In recent months, top officials from the Federal Reserve and other banking regulators have urgently begun what they are calling a “crypto sprint” to try to catch up with the rapid changes and figure out how to curb the potential dangers from an emerging industry whose short history has been marked as much by high-stakes speculation as by technological advances.

In interviews and public statements, federal officials and state authorities are warning that the crypto financial services industry is in some cases vulnerable to hackers and fraud and reliant on risky innovations. In August, the crypto platform PolyNetwork briefly lost $600 million of its customers’ assets to hackers, much of which was returned only after the site’s founders begged the thieves to relent.

“We need additional authorities to prevent transactions, products and platforms from falling between regulatory cracks,” Gary Gensler, chairman of the Securities and Exchange Commission, wrote in August in a letter to Sen. Elizabeth Warren, D-Mass., about the dangers of cryptocurrency products. “We also need more resources to protect investors in this growing and volatile sector.”

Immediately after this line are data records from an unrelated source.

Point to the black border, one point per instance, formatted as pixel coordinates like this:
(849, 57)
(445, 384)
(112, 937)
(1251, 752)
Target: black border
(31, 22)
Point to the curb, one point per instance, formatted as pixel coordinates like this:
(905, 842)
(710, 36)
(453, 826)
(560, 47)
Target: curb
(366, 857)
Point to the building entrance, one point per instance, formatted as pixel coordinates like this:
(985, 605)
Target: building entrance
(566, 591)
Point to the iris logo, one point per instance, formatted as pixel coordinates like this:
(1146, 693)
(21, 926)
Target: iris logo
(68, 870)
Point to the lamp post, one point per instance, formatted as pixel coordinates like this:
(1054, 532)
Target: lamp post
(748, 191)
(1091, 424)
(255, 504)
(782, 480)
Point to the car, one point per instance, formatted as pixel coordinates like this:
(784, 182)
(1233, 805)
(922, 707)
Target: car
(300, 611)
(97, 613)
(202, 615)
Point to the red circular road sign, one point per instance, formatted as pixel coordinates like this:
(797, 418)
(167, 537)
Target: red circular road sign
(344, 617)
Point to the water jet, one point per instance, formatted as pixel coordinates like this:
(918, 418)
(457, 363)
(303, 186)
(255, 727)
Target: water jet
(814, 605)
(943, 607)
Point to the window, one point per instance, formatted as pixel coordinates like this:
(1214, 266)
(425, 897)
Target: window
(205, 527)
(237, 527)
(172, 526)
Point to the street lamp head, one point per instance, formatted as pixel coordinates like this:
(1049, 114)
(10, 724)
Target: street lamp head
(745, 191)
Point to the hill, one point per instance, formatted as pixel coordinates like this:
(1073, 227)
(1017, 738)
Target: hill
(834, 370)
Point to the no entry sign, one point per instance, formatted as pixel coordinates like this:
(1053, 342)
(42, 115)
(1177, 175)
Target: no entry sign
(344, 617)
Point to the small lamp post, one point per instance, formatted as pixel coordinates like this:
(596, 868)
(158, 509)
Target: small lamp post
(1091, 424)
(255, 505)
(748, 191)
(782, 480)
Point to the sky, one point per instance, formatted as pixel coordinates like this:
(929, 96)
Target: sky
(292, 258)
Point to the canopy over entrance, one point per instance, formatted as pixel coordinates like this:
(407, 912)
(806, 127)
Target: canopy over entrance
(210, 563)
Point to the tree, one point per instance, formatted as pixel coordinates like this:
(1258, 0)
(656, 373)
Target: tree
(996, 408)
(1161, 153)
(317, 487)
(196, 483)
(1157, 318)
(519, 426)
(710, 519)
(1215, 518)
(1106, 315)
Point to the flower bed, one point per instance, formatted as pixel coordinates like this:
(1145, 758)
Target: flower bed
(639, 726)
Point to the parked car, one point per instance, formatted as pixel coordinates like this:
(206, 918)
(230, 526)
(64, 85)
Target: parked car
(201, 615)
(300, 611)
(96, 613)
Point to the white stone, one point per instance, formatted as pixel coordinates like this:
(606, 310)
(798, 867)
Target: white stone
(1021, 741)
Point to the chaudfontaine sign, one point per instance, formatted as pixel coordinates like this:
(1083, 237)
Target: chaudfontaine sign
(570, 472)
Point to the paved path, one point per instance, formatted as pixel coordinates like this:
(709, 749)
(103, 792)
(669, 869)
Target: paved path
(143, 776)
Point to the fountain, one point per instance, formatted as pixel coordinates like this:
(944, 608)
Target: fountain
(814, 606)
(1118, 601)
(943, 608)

The SEC has created a stand-alone office to coordinate investigations into cryptocurrency and other digital assets, and it has recruited academics with related expertise to help it track the fast-moving changes.

BlockFi has already been targeted by regulators in five states that have accused it of violating local securities laws.

Treasury Secretary Janet Yellen and Fed Chairman Jerome Powell have also voiced concerns, even as the Fed and other central banks study whether to issue digital currencies of their own.

The cryptocurrency banking frontier features a wide range of companies. At one end are those that operate on models similar to those of traditional consumer-oriented banks, such as BlockFi or Kraken Bank, which has secured a special charter in Wyoming and hopes by the end of this year to take consumers’ cryptocurrency deposits — but without traditional Federal Deposit Insurance Corp. insurance.

On the more radical end is decentralized finance, which is more akin to Wall Street for cryptocurrency. Players include Compound, a company in San Francisco that operates completely outside the regulatory system. Decentralized finance eliminates human intermediaries such as brokers, bank clerks and traders, and instead uses algorithms to execute financial transactions, such as lending and borrowing.